Entries from April 2009

I’m researching memory. I’m watching home movies. Not surprisingly, this seems to trigger sudden images in my head and flashes of my childhood. Just watched a ‘educational film’ about children with polio (on the wonderful Australian Screen website). I remember hearing about the devastating effect polio wrought on 70,000 Australians (mostly children) between 1930 and 1950 and remember seeing people walking around with calipers on their legs. This was a common sight for those affected by polio and I always remember being gruesomely fascinated by their legs banded in steel. Somehow this memory lead to Nun Dolls. Go figure!
I had a nun doll in primary school; dressed in black. Don’t know what happened to her. Maybe she threw the Habit and turned into a Barbie Doll (or Cindy), while I wasn’t looking.
Check out the Nun Doll Museum or better still, find some of your own memories on Australian Screen online.
Categories: culture · home movies
Tagged: culture
I was in Sydney last week and went to the Yayoi Kusama exhibition at the Museum of Contemporary Art. I entered a surreal world filled with organic shapes and lots of polka dots. Yayoi makes large paintings, soft sculptures and environmental sculptures. As a child, she suffered from hallucinations and began seeing dots – lots of dots. They have become a lifelong obsession.
Art makes me think in different ways; it gives me the ability to view the world through someone else’s gaze. I assume this is the case for most people. What I got from Yayoi’s vision was a sense of boundlessness – freedom from space, time, gender, location & ‘normality’.
Entering her Infinity Room initially takes your breath away. You walk through a door into a room. You know you are in a tiny room, but you feel suspended in a space that has no walls, floor or ceiling. Through lights and mirrors, I could instantly suspend believe and simply float in infinity. You become a small part of this silent, colourful, magical, timeless cosmos.
It’s an exhibition I wanted to immediately revisit and explore in greater depth. I returned to Melbourne without doing so. Hopefully I’ll get back to Sydney before the exhibition closes in June.

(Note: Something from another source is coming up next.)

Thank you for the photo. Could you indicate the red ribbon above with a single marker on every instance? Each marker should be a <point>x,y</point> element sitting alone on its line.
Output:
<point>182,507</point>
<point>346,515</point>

Yayoi Kusama Dots Obsession
Categories: Art
Tagged: art, culture, visualisation

Christian Thompson Bidjarra/Kunja people Black Gum 2 (from ‘Australian Graffiti’ series) 2008 Purchased 2008. The Queensland Art Gallery Foundation Grant Collection: Queensland Art Gallery
I love this photo. I find it evocative and quietly unsettling. Black Gum 2 (from ‘Australian Graffiti’ series 2008) is part of the “Breaking Boundaries: Contemporary Indigenous Australian art from the Collection”, on show now at the Queensland Art Gallery: Gallery of Modern Art in Brisbane.
Categories: Art · culture

Heat maps are cool. You can play with the interactive version of this map, by clicking the link below.
McKinsey and Company ‘partnered with the World Economic Forum to create an “Innovation Heat Map,” by identifying factors that are common to successful innovation hubs’.